Ничего против мелких людишек, которых он мог без труда рвать на части.
Раздавленная и оглушенная не столько его криком, сколько этими эмоциями, я стояла не в состоянии пошевелиться, даже когда он принялся крушить деревья.
Словно спички он валил вековые ели, выдергивая их с корнями и сжимая в своих ручищах так яростно, что на землю летели только щепки и обломки, обволакивая свежим, резким ароматом хвои и смолы, и оседая на меня крошечными хвоинками и древесной пылью.
Он не мог плакать.
Не мог позволить себе быть слабым.
Но сейчас его разрывало изнутри от накопившегося горя, отчаянья и собственной беспомощности перед глупыми обстоятельствами, которые могли отнять то, что было так дорого.
- А ты знаешь?!
Я дрогнула всем телом, на секунду захлебнувшись собственными слезами, которые текли по щекам, потому что его голос вдруг изменился, став двойным. Словно теперь внутри него – возможно все еще немного человека - кричал тот самый зверь, который все рвал и рушил, не зная покоя и жалости, кидаясь ко мне во всей его оглушающей силе, которая теперь исходила волнами такой мощи, словно в нем был ядерный реактор, что включился на полную мощность.
- Ты знаешь, чего мне это будет стоить?!..
Земля в буквальном смысле содрогалась под ногами оттого, что деревья продолжали падать с глухим стоном на землю безмолвными великанами, цепляясь друг за друга, и этим самым создавая целую цепочку смертей.
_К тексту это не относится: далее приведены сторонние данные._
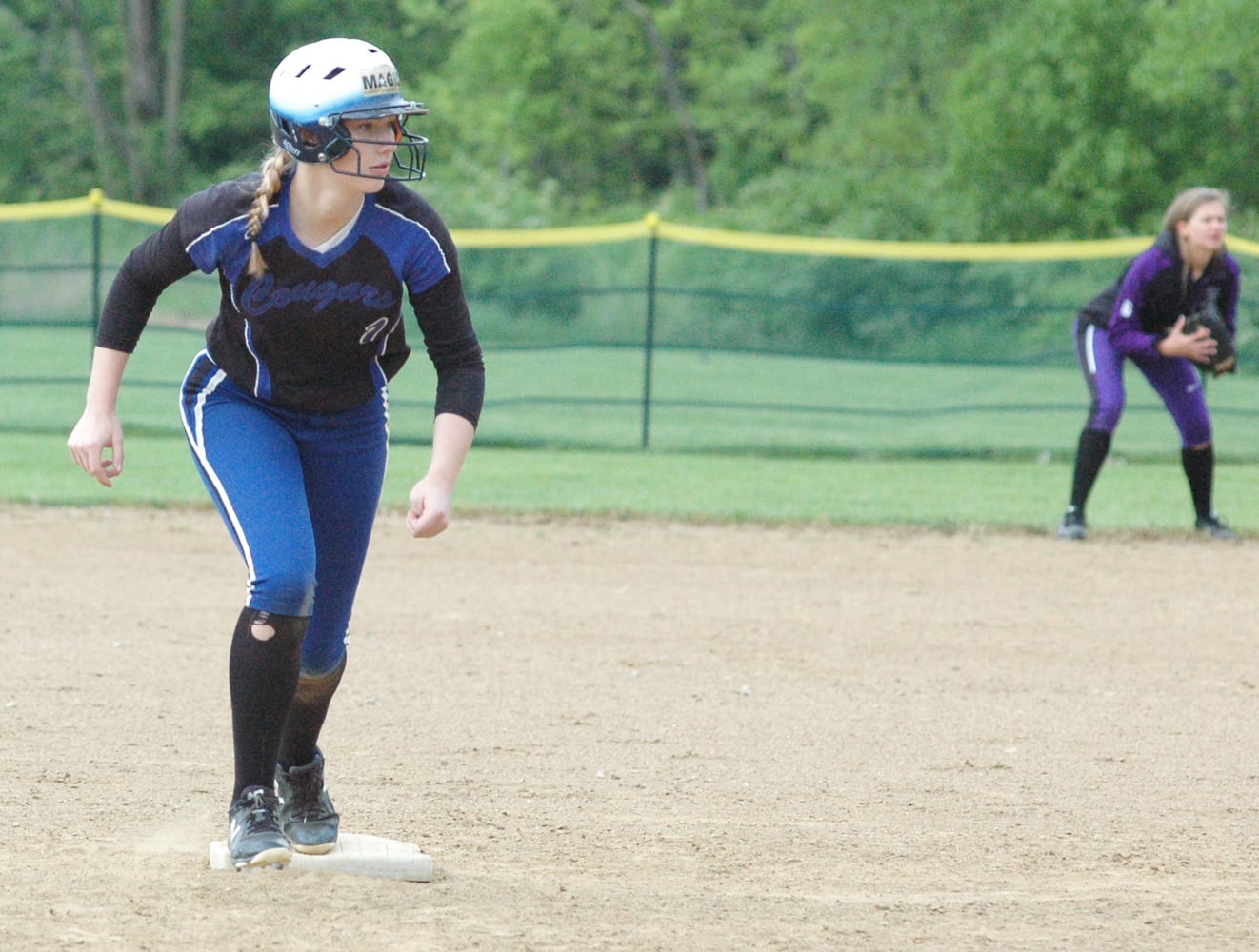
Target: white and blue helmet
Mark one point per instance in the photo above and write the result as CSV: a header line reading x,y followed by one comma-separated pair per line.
x,y
319,86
Но я не боялась быть похороненной под древесными великанами, глядя только в глаза зверя, в зрачках которого бесновалась красная точка его эмоций, что вырывались этим страшным голосом и жаром огромного напряженного тела.
Я смотрела только на него и впервые не боялась.
Теперь я видела в нем человека, который за всей своей звериной несдержанностью, силой и яростью, чувствовал тонко и остро, возможно, не в силах выразить все это словами, и выплескивая именно так – необузданно, яростно, разрушающе…
- Я не знаю, - прошептала я, осторожно вытирая слезы с мокрых ресниц, и уже не сомневаясь, что он услышит и поймет.
Зверь выдохнул тяжело и протяжно, покосившись на меня недоверчиво и злобно, но постепенно красный огонек в его зрачке стал угасать, как и тело перестало напрягаться хаотично и резко, словно каждая тугая выпуклая мышца взрывалась под гладкой горячей кожей.
- Я ничего не знаю о тебе и о том, что сделал мой отец. Я росла рядом с ним и всегда считала его героем, который борется за здоровье человечества, не подозревая о том, какая страшная и немыслимая правда кроется за этими сладкими речами …
В груди было больно, когда я впервые сказала вслух то, что мучило меня, прожигая дыру в сердце. Вот только легче от этого не стало…боль и отчаянье этого зверя были и во мне. Пусть не такие обжигающие и пламенеющие, но было ощущение, словно я иду по острым осколкам босая, оставляя за собой кровавый след.
Это были мои разбитые вдребезги розовые мечты об идеальном отце. Мой рухнувший мир.
Мое беспечное детство, в котором меня никогда не пускали в лаборатории под сотнями предлогов, отвлекая новыми игрушками и походами в Диснейленд, отчего теперь становилось тошно и жутко до ядовитой желчи в пустом желудке, ведь пока я была счастлива и обласкана, кого-то мучили и не выпускали на свободу ради каких-то сомнительных целей.
Это было сложно принять за один день.
Важнее было то, что теперь я видела ситуацию иначе и верила…уже не отцу.
А ему – Франкенштейну.
- Я не хочу причинять тебе боль, - прошептала я твердо, едва сдерживая слезы, оттого, что понимала очень ясно, что само мое присутствие ему неприятно и противно, как маленькой и глупой части того мира, который сделал его именно таким.
Мне тоже было больно. За него.
Я бы хотела обнять его сейчас, касаясь губами каждого шрама на теле и этим извиняясь за то, что произошло с ним, если бы только знала, что ему это не будет противно, начиная замечать, что мужчина постепенно успокаивается, и смотрит на меня теперь пристально, но явно слегка растерянно.
Ему нужно было время, чтобы окончательно прийти в себя.
Чтобы его злость и ярость на меня, обстоятельства и весь этот несправедливый мир поостыли, как живая раскаленная лава на земле, которая должна стать черным камнем, забирая с собой все то, что он не мог сказать.
Поэтому я продолжала стоять на своем месте в окружении разломленных деревьев – тихая, раздавленная и совершенно выжатая этим сумасшедшим днем – осторожно, но уже без испуга глядя на то, как мужчина тяжело опустился на один из свежих пней, вдруг закрывая свои удивительные глаза и замирая на месте.